The international watchdog Amnesty International’s call to try Karuna under Article 6 of the Geneva Convention was followed once more by the New York-based Human Rights Watch on Friday. The HRW urged the British Government to begin investigations into Karuna’ alleged offences in Sri Lanka under provisions of British law.
|Col.

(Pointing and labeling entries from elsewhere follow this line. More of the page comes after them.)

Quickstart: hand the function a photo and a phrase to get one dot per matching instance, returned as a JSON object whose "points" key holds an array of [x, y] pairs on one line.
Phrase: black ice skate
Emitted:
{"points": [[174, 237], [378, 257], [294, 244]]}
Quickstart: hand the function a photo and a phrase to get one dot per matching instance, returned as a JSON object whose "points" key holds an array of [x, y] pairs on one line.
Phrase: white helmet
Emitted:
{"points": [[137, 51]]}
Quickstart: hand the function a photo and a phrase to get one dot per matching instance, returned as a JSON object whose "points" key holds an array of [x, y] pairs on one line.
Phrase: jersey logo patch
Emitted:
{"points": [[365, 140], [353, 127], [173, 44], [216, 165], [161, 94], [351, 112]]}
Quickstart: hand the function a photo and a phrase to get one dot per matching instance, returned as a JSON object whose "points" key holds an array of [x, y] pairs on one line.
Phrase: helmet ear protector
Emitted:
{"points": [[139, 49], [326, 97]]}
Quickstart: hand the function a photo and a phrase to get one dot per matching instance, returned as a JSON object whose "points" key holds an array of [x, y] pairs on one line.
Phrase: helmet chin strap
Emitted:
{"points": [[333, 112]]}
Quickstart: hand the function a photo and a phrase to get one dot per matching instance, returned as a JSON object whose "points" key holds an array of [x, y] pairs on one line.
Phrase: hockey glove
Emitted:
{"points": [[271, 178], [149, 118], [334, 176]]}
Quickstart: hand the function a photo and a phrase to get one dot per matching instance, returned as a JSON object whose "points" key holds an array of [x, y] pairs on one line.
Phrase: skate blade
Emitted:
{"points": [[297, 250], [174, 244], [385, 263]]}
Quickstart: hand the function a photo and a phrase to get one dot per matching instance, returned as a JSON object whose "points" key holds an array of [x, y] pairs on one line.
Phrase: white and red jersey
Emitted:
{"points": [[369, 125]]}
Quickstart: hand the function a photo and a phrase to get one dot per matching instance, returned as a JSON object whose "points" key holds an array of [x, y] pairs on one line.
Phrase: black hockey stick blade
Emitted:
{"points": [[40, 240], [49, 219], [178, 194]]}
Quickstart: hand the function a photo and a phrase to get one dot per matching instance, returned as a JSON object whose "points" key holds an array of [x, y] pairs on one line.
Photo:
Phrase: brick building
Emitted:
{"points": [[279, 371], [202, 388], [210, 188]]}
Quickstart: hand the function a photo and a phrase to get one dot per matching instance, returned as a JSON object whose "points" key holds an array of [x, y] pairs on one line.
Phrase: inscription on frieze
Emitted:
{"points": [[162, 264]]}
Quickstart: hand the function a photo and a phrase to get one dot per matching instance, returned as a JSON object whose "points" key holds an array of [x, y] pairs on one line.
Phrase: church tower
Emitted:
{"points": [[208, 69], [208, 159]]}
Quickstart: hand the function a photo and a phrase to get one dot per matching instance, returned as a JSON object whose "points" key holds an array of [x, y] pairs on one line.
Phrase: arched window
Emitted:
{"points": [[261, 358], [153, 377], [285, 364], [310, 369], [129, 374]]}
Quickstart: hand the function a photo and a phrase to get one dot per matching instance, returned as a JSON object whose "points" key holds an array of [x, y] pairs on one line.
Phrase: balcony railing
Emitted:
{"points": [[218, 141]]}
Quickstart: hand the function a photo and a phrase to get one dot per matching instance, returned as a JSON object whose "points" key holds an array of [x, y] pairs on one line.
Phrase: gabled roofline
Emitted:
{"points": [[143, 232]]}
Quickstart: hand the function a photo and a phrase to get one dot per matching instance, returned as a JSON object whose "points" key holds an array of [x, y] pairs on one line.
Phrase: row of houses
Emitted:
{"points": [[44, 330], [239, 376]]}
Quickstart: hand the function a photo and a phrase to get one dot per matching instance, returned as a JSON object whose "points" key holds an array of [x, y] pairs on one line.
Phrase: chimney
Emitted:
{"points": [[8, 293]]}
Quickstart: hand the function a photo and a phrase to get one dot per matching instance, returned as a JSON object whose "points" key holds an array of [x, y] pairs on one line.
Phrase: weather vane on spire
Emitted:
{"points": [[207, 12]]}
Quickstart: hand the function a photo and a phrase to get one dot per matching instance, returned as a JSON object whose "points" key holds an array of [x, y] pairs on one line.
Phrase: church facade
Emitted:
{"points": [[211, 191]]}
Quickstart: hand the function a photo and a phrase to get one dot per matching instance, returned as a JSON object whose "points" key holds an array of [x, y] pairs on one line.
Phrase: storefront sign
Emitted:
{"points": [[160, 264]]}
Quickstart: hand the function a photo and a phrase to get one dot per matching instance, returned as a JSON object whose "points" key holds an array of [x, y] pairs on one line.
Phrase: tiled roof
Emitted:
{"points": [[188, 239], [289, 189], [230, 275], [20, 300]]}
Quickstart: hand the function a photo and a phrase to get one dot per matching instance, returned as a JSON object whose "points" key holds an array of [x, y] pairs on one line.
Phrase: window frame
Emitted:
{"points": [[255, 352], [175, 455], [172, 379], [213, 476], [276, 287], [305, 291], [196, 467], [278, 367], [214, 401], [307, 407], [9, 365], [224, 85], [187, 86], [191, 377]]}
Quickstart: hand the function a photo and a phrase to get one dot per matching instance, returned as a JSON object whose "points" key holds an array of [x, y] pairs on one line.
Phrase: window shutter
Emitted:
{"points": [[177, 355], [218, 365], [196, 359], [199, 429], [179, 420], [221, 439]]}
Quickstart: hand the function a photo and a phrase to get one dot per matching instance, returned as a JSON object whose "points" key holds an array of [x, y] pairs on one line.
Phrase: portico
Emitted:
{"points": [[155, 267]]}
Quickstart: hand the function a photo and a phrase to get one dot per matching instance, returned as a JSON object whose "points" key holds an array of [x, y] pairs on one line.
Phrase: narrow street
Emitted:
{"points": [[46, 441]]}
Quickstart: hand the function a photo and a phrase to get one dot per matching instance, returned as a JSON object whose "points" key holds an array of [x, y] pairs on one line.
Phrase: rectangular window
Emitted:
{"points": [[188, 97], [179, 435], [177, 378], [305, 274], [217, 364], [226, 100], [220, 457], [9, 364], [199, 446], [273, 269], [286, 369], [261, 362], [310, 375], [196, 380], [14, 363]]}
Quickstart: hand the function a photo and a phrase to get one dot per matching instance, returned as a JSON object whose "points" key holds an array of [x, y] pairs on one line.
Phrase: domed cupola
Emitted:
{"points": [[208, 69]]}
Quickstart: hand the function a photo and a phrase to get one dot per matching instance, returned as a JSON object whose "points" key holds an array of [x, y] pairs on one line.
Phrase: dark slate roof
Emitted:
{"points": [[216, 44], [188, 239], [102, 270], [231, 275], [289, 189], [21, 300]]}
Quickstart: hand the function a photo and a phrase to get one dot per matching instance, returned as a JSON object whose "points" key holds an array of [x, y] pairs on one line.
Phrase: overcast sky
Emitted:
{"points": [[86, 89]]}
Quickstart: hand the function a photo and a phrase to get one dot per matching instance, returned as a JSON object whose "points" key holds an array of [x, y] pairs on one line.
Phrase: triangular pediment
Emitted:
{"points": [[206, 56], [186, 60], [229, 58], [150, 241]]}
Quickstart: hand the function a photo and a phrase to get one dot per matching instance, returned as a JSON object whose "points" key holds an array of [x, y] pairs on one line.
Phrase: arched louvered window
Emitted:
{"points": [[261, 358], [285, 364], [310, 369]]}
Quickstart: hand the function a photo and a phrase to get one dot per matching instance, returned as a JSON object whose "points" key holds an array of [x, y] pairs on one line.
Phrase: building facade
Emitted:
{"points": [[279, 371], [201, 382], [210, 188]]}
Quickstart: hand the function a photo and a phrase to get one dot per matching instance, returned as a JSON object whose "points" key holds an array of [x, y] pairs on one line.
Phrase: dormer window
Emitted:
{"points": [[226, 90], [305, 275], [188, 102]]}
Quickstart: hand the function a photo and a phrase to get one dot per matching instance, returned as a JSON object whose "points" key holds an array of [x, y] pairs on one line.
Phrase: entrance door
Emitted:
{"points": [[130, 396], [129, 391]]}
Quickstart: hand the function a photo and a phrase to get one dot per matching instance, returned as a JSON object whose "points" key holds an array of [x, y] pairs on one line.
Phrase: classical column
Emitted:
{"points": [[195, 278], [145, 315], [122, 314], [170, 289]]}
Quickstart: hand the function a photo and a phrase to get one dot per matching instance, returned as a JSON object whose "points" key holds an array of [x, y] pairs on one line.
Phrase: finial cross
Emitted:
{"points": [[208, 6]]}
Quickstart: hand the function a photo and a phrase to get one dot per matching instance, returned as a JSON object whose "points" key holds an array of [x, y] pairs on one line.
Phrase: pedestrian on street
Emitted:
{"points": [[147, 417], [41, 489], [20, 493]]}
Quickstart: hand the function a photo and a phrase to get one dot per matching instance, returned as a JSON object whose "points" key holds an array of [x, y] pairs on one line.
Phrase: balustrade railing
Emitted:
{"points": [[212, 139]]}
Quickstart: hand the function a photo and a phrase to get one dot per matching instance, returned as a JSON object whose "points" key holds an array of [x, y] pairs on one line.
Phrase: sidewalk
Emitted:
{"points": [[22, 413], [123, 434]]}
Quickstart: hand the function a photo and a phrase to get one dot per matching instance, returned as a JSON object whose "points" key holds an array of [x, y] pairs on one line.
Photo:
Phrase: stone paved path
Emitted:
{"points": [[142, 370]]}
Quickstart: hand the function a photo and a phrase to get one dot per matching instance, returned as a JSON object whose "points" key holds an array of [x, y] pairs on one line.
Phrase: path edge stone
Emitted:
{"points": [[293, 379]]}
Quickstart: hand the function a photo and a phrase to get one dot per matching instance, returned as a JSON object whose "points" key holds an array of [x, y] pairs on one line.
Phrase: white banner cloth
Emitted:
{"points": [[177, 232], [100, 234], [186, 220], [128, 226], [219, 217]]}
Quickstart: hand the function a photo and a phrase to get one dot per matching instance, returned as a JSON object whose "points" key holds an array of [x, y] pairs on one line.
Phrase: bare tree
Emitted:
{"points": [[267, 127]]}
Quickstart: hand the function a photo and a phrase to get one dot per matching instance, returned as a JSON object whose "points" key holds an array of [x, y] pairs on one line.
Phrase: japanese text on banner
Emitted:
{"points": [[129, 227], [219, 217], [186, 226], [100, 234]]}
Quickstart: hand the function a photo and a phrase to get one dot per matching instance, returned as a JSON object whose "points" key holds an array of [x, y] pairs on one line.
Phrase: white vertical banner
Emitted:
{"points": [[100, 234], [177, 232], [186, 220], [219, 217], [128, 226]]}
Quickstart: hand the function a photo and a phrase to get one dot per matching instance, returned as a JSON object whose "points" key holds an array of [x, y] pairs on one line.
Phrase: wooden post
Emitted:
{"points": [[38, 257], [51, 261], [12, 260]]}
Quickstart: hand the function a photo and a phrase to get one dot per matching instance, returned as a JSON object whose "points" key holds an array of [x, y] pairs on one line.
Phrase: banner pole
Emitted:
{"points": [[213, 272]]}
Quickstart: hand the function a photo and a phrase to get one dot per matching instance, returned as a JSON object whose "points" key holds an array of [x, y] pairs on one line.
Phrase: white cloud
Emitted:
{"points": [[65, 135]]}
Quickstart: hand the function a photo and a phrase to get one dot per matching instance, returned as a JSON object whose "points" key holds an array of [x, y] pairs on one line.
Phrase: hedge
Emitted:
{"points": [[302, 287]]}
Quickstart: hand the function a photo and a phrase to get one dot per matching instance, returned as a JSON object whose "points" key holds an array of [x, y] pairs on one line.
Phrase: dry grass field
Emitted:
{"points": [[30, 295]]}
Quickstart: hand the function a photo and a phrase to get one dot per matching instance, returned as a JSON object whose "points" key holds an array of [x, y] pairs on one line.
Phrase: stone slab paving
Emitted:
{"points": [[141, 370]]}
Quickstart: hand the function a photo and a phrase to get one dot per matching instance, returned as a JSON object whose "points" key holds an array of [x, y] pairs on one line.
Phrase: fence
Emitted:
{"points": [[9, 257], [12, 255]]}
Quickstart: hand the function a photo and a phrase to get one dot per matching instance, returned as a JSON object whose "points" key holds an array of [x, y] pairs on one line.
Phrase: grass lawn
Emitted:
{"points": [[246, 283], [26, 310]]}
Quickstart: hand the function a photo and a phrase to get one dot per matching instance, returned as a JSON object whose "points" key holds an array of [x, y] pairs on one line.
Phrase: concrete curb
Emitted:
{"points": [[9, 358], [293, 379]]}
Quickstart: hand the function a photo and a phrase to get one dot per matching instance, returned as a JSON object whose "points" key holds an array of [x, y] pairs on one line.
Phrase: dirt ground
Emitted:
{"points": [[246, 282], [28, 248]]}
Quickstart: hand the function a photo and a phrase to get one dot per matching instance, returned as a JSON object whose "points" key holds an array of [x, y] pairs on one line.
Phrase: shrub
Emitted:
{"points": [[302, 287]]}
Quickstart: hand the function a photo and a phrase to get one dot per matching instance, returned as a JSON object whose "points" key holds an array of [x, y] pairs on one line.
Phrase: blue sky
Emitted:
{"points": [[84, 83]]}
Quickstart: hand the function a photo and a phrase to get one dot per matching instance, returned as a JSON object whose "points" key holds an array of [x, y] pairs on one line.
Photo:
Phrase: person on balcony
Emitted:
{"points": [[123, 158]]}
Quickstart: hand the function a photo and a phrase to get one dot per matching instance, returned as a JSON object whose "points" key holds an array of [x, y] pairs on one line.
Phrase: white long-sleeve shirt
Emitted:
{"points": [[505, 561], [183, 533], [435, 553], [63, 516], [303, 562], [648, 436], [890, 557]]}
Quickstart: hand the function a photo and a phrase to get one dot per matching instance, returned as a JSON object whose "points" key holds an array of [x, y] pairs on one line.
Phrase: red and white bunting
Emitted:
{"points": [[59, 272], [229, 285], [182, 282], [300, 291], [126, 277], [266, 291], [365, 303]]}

Karuna Amman
British authorities continue to remain tightlipped about the ‘Karuna affaire’ save confirm his arrest and detention for immigration offences.
However, it is understood that Lord (Mark) Malloch-Brown, a Foreign Office minister for Asia, Africa and West Asia, did broach the subject with Foreign Minister Rohitha Bogollagama who was in London last week to attend an emergency meeting of the Commonwealth Ministerial Action Group (CMAG) to discuss the Pakistan situation.
Besides sitting on the same CMAG committee, Bogollagama had a separate meeting with Lord Malloch-Brown during which he raised the issue of the LTTE’s fund- raising and other activities in the UK.
It is also rumoured that the British Foreign Office raised the issue with Sri Lanka’s High Commissioner Kshenuka Senewiratne following Karuna’s arrest on November 2 when he was found in possession of a diplomatic passport which was not obviously his though it contained his photograph.
The speculation is that the British authorities sought clarification from the High Commission about this diplomatic passport on which he is said to have travelled to Britain and found at the time of his arrest in affluent Kensington in London where he was residing with his wife and children.
The stories could not be checked as attempts to contact appropriate diplomats at the High Commission failed.
On Friday, the HRW called on the British authorities to open a “formal investigation” saying that the “case provides an important opportunity for justice for victims of human rights abuses in Sri Lanka.”
In London, HRW’s Asia Director Brad Adams said that the British Government had previously shown that it could successfully prosecute those who have committed serious abuses abroad, citing the 2005 case of a former Afghan warlord Faryadi Sarwar Zardad who was convicted by the UK courts for acts of torture and hostage-taking in Afghanistan.
HRW accuses Col Karuna of long being linked to the summary execution and torture of civilians and the use of children as soldiers.“Tamil Tiger forces under Karuna’s command were directly involved in some of the worst crimes of Sri Lanka’s ongoing civil war. In June 1990 some 400 to 600 police officers in the east who surrendered to the LTTE were bound, gagged and beaten. The Tamil Tigers including forces under Karuna’s control then executed the Sinhalese and Muslims among them,” says Brad Adams.
The British authorities are holding Karuna in an immigration detention centre in Oakington and are said to be question him before deciding on what action to take.
The British are said to visibly annoyed that they were hoodwinked into issues Karuna with a entry visa under false pretences in which the Sri Lanka foreign ministry is said to be involved.